The Data Cleaning Walkthrough lesson called 6. Exploring the Remaining Data asks us to do the following:
Loop through each key in
data. For each key:
- Display the first five rows of the dataframe associated with the key.
This is as simple enough task to do, but the output is pretty hard to read because you have to print out the first five rows for six dataframes that are all pretty huge. The columns don’t align well in printed format making the output hard to read and draw conclusions from. Even when there’s only one row like this, the misalignment can be confusing:
dbn bn schoolname d75 studentssurveyed highschool schooltype rr_s
"01M015" "M015" "P.S. 015 Roberto Clemente" 0 "No" 0 "Elementary School" 88
We can’t leverage the nice clean display that Jupyter Notebook has when trying to display multiple dataframes unless we do them one by one, which can be a little tedious.

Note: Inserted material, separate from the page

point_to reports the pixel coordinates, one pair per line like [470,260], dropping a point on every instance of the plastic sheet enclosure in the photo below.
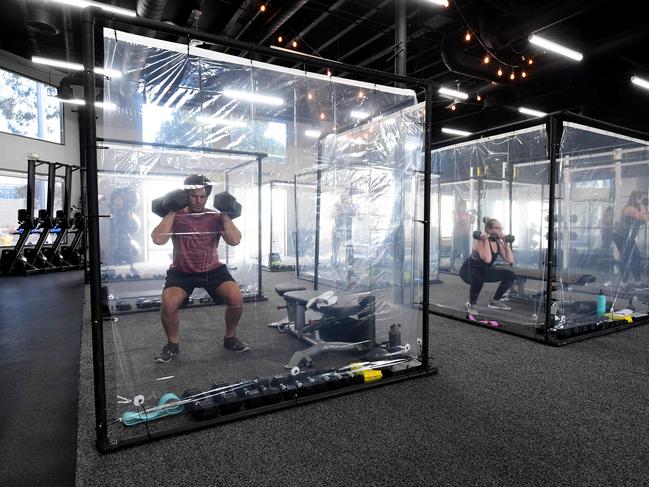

We’d have to loop through and print.
Is there a better way to do this than printing?
I have tried a few things for this, and none of them work.
This seems to be more of a limitation of their Terminal, as there is no horizontal scrolling enabled for it. The text just gets wrapped.
The most you can do is -
- Print out one row, as you did. And adjust the width of the terminal. You can use the divider for that
Source: Trouble with command line interface
The above might not help much, especially if there are too many columns. The other option is to work on your own Jupyter Notebook instead on your local system so that you can print out things how you want to. Or you can open up a Notebook on the Dataquest Platform and work on it, but you will have to upload that data accordingly as well.
You can also suggest this as feedback to them to improve the terminal using the
Contact Us button in the top-right of this page.
Because their terminal isn’t the best, I work in my own Jupyter Notebook to test the code and then just copy and paste it into their terminal. Even then it’s still kind of a mess:
I don’t know if there’s any way around it. Thanks anyway for the feedback.
For Jupyter Notebook, you can look at the suggestions here - https://stackoverflow.com/questions/51288869/print-visually-pleasing-dataframes-in-for-loop-in-jupyter-notebook-pandas
display() for this as well, and it’s quite helpful.
That worked great, thanks!